五体満足で筋トレしていたゼクフィスとは違う。オコーは、俺たちのために戦って、取り返しのつかないものを失っていた。


「やっぱりお前には隠し通せねぇか」


 オコーは残された左手でバツが悪そうにハゲ頭を掻くと、いつものように、男らしく頼もしい声でニカッと笑ってみせた。

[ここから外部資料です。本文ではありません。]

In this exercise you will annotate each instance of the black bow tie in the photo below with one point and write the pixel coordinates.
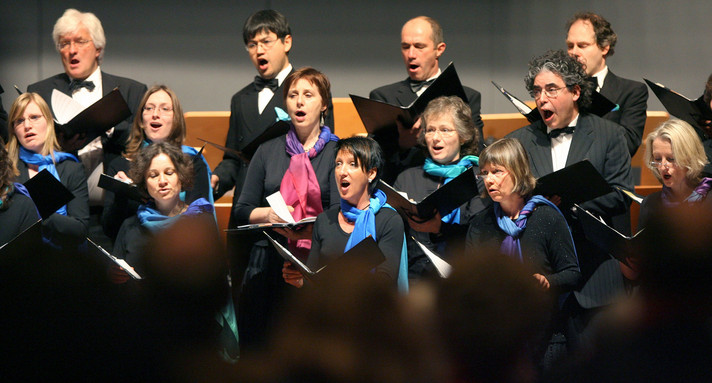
(416, 86)
(76, 85)
(557, 132)
(261, 83)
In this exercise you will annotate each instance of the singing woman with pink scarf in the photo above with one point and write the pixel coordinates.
(300, 165)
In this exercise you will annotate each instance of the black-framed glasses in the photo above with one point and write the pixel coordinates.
(549, 92)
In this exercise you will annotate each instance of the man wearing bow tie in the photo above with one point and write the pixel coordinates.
(80, 41)
(421, 46)
(567, 134)
(268, 40)
(591, 40)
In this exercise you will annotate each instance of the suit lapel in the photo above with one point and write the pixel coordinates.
(581, 141)
(540, 151)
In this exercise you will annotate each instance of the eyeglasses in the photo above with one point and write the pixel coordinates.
(667, 164)
(266, 44)
(33, 119)
(160, 109)
(444, 132)
(496, 173)
(63, 45)
(549, 92)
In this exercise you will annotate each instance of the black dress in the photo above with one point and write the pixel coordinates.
(450, 241)
(329, 240)
(263, 288)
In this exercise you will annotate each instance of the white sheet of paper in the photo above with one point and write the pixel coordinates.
(65, 108)
(443, 268)
(276, 202)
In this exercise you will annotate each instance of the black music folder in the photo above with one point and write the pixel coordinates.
(575, 183)
(124, 188)
(277, 129)
(47, 193)
(694, 112)
(27, 242)
(99, 251)
(608, 239)
(377, 115)
(600, 105)
(96, 118)
(365, 255)
(445, 199)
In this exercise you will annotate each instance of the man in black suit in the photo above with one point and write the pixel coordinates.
(421, 46)
(268, 40)
(80, 41)
(591, 40)
(566, 134)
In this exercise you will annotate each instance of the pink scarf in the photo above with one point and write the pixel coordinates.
(300, 187)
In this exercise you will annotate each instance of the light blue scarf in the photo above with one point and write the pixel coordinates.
(365, 225)
(449, 172)
(46, 162)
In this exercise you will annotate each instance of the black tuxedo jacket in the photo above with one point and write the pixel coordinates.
(602, 143)
(131, 90)
(632, 99)
(246, 123)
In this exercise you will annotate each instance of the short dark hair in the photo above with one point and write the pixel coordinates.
(266, 20)
(316, 78)
(707, 96)
(605, 37)
(366, 152)
(568, 68)
(142, 162)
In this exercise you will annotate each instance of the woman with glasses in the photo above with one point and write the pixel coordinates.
(450, 138)
(33, 147)
(299, 165)
(160, 119)
(676, 157)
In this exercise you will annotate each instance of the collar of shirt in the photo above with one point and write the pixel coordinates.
(601, 77)
(266, 94)
(419, 92)
(85, 97)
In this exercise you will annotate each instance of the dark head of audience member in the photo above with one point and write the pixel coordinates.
(160, 120)
(492, 316)
(562, 80)
(268, 40)
(162, 171)
(674, 153)
(80, 41)
(449, 131)
(35, 132)
(591, 53)
(348, 328)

「気にすんなってファイ。お前のせいじゃねぇよ。隊長格のやつとやった時にしくじっちまったんだ。でも、命があっただけ儲けもんだろ?」


「儲けもんなわけないだろ……っ! お前、腕が……!」


「いいんだよ。お前が命がけで市長をぶっ倒してくれたんだ。この腕一本で街が救われて、仲間が全員生きてるなら、俺にとっちゃ安い買い物さ」


 オコーはそう言って、俺の肩を左手でドンと小突いた。

 自分のことなんて少しも悔やまず、ただ俺の無事を心から喜んでくれている。その優しさが、今の俺の胸に痛烈なほどの苦しさと、ソフーテへの複雑な感情を沸き上がらせた。


「オコー……、お前……」


「そんな暗い顔すんなよ。 英雄がそんなツラしてたら、街の奴らが不安になるぜ?」


 そう言って笑うオコーに、俺は何て言えばいいか分からなかった。